Las decisiones éticas, sean desde el aborto hasta la eutanasia, la disposición de embriones o el cuidado del ambiente y la disposición de los residuos, pueden resolverse en esa referencia el necesario marco legal para estas cosas y la práctica de la medicina debe posibilitar un encuadre que no limite la responsabilidad de todos los participantes en las decisiones, que no las imponga desde abstracciones o ejercicios autoritarios, desde éticas densas que no pueden ser acordadas entre las distintas corrientes de pensamiento o las distintas aproximaciones a la ciencia médica.

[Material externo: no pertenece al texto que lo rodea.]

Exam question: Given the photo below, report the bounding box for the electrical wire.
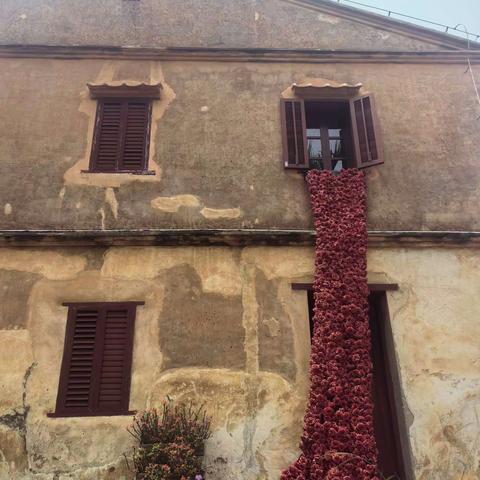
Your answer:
[455,23,480,120]
[337,0,480,41]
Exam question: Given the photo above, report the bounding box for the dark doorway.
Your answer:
[307,288,412,480]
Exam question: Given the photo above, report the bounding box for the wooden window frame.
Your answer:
[85,97,155,175]
[47,301,145,417]
[280,93,384,172]
[292,283,415,480]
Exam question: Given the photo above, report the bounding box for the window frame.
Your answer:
[82,83,163,175]
[291,283,414,480]
[47,301,145,417]
[280,92,384,172]
[87,97,155,175]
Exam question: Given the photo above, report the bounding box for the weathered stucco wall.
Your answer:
[0,59,480,230]
[0,247,480,480]
[0,0,450,50]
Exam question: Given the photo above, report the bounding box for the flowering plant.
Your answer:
[129,401,210,480]
[281,169,380,480]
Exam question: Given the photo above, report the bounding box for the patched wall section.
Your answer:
[0,247,313,480]
[0,247,480,480]
[0,59,480,230]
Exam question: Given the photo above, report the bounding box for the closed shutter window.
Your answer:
[90,98,152,173]
[350,95,383,168]
[54,302,142,416]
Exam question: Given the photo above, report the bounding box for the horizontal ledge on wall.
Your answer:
[0,229,480,247]
[0,45,480,64]
[292,283,399,292]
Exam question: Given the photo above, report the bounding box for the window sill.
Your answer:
[80,170,155,175]
[47,410,137,418]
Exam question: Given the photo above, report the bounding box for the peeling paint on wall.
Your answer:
[64,60,176,188]
[105,187,118,220]
[150,194,200,213]
[200,207,243,219]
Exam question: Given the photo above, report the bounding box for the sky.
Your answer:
[340,0,480,40]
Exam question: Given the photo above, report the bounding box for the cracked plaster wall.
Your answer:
[0,247,480,480]
[0,57,480,230]
[0,0,446,50]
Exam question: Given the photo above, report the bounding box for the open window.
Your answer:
[292,283,413,480]
[281,82,383,170]
[49,302,143,417]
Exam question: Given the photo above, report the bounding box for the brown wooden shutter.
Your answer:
[350,95,383,168]
[56,306,99,414]
[90,99,151,172]
[280,98,309,169]
[55,302,141,416]
[90,100,123,172]
[119,101,151,171]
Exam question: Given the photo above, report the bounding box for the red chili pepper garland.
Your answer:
[281,169,380,480]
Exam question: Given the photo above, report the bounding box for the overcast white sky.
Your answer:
[340,0,480,39]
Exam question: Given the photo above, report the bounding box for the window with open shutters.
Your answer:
[281,95,383,170]
[88,84,161,174]
[292,283,412,480]
[53,302,143,416]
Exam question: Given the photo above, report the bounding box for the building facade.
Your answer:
[0,0,480,480]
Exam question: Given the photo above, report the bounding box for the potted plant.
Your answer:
[129,400,211,480]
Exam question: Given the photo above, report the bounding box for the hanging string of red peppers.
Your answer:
[281,169,380,480]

La salud, es un concepto relacional, que no existe en nadie solo si no se hace espacio compartido. Ello implica un ejercicio de la libertad que no es la libertad liberal, sino la libertad regida por el amor al prójimo, ya que no hay salud sin sociedad. El prójimo (su vida, su cuerpo, su salud) no son el límite de mi libertad, sino la ocasión de ejercer la plena libertad que solo el amor hace posible.